Sir Michael Barber, special representative of the Department for International Development, shared his findings on the Punjab Schools Reform Roadmap, approved in 2010, in his report The Good News from Pakistan. He said that by January 2013, there were more than 1.5 million new children enrolled in schools and 81,000 teachers had been recruited. The percentage of schools with basic facilities had increased from 69 per cent in August 2011 to 90 per cent in 2013. Student attendance had increased from 83 per cent in 2011 to 92 per cent by 2011. The paper however stressed the need for funds to ‘reach south Punjab’. It mentioned that the lowest percentage of functioning facilities in schools was in DG Khan (77 per cent) and Rajanpur (75 per cent). The lowest enrolment of five to nine-year olds in the province was reported in Muzaffargarh, Rahim Yar Khan, DG Khan and Rajanpur- 60 per cent- the lowest. Neglect, lack of access, poverty and meagre resources were some of the reasons Ali Ahmed, a research fellow at the Institute of Social and Policy Sciences (ISAPS), mentioned as being responsible for the state of education in south Punjab. “If education can’t offer a solution to survival in poverty stricken areas, why would parents be attracted to it?” he said, “Even if children were sent to school they were not provided an environment conducive to learning.”

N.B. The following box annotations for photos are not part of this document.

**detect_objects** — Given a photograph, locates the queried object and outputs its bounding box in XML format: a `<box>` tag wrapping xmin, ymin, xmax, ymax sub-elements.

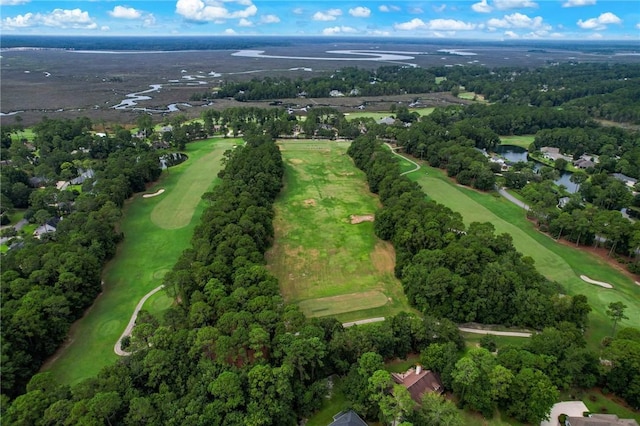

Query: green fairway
<box><xmin>267</xmin><ymin>141</ymin><xmax>410</xmax><ymax>321</ymax></box>
<box><xmin>500</xmin><ymin>135</ymin><xmax>535</xmax><ymax>149</ymax></box>
<box><xmin>398</xmin><ymin>155</ymin><xmax>640</xmax><ymax>348</ymax></box>
<box><xmin>44</xmin><ymin>139</ymin><xmax>238</xmax><ymax>383</ymax></box>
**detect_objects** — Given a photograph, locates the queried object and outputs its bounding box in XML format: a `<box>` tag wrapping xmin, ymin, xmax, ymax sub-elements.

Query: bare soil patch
<box><xmin>350</xmin><ymin>214</ymin><xmax>375</xmax><ymax>225</ymax></box>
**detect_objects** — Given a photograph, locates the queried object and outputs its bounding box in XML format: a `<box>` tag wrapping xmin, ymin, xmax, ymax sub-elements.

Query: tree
<box><xmin>411</xmin><ymin>392</ymin><xmax>464</xmax><ymax>426</ymax></box>
<box><xmin>607</xmin><ymin>302</ymin><xmax>629</xmax><ymax>337</ymax></box>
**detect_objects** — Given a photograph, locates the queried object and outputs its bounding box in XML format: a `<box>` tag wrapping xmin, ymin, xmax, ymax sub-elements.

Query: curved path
<box><xmin>385</xmin><ymin>142</ymin><xmax>420</xmax><ymax>176</ymax></box>
<box><xmin>113</xmin><ymin>284</ymin><xmax>164</xmax><ymax>356</ymax></box>
<box><xmin>497</xmin><ymin>187</ymin><xmax>529</xmax><ymax>211</ymax></box>
<box><xmin>458</xmin><ymin>327</ymin><xmax>531</xmax><ymax>337</ymax></box>
<box><xmin>580</xmin><ymin>275</ymin><xmax>613</xmax><ymax>288</ymax></box>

The ISAPS’ profiles of Multan and Rajanpur districts indicated a lack of facilities in schools. In Multan, where 41 per cent of children aged five to 16 were out of school, the profile indicated that 87 schools were without drinking water, 126 schools had no toilets, 178 had no boundary walls and 517 of them did not have electricity. The indicators were worse for Rajanpur. With 54 per cent of the children out of school, 35 schools were without a building and children sat in the open. As many as 300 schools did not have drinking water, 258 did not have toilets, 276 did not have boundary walls and 963 schools were without electricity. Ali said that there was no denying that the enrolment drive was a step in the right direction, but it would not be fruitful if attention was not paid to the retention and transition of students.